Like many athletes, I floundered during the transition to ‘normal’ life. I lacked direction and had minimal skills, resources, or time. That transition was quickly followed by many others, and I floundered at most of them as well. Sometimes stomping as hard as you can on the metaphorical pedals of life is a recipe for failure.
Eventually, I started to figure it out. I started to be more deliberate. This recent transition–our youngest going off to college–was not unexpected. But it was stark, nonetheless. The contagious energy of a teenage boy evaporated, and the house was eerily quiet.
My wife and I are on both familiar and unfamiliar roads at the same time. We are fortunate we have good health and stable finances. We are taking time to reconnect and do things as a couple, and for ourselves individually. I’m finishing a masters’ degree and a book, and she is training to be a Red Cross volunteer.
When we got our COVID vaccines this spring, I was doing a Google search of places vaccinated Americans could travel and an ad for Iceland came up. As I was booking the trip, she looked at me and said, “You know, in over 22 years we have not gone somewhere together, without the kids, for more than three days.”
This new transition will involve time on the bike, with friends, family, and alone. Changes are already happening. I recently won 2 Strava KOMs. Okay, they are slightly weird and short segments, but they had over 1000 attempts, and I’ll take them.
Our daughter, who lives in Washington DC now and is working remotely, recently came home for 10 days. We rode the Basalt Mountain burn zone and Mt. Evans. She tries to do a 14er every year and hadn’t bagged one yet, so I suggested we ride one together. I dropped her off in Idaho Springs, drove the truck up 14 miles to Echo Lake, got on my bike and rode back down to meet her. We climbed about 20 miles together. I’d raced Mt. Evans in the 90’s and my memories of that ride were clouded by the amount of suffering involved.
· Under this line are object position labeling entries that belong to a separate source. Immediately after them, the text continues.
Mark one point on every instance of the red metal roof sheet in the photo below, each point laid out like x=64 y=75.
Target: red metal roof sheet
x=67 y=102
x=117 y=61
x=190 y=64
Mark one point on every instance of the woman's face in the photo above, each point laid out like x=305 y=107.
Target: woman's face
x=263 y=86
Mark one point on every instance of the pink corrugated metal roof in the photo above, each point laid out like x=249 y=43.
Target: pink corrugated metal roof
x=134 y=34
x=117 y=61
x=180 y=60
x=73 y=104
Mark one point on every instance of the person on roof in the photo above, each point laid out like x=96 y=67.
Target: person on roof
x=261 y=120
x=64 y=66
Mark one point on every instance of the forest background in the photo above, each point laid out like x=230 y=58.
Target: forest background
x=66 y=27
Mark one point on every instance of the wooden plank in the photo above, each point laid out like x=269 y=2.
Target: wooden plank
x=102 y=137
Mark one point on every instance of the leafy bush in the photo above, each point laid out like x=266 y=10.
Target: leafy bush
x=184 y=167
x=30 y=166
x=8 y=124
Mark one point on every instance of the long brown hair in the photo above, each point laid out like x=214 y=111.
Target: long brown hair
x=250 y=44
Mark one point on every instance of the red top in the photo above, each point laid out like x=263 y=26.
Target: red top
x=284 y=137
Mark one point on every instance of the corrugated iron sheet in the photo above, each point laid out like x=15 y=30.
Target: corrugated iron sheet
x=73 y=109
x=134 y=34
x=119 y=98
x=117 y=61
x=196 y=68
But the ride with Mira was spectacular. It was a picture-perfect blue bird Colorado day. We stopped to take photos and rode at a steady, manageable pace. Neither of us knew it at the time, but it was National Daughter’s Day, and I couldn’t think of a better way to spend a day with my daughter.
Often, we think of the Transition Stages of a Grand Tour as lacking excitement and as unnecessary. But sometimes they lead to some of the most exciting and unpredictable days of the entire race. We’re only a few weeks in, but this life transition has already produced a lot of excitement.
Good Riding, and please wear a helmet!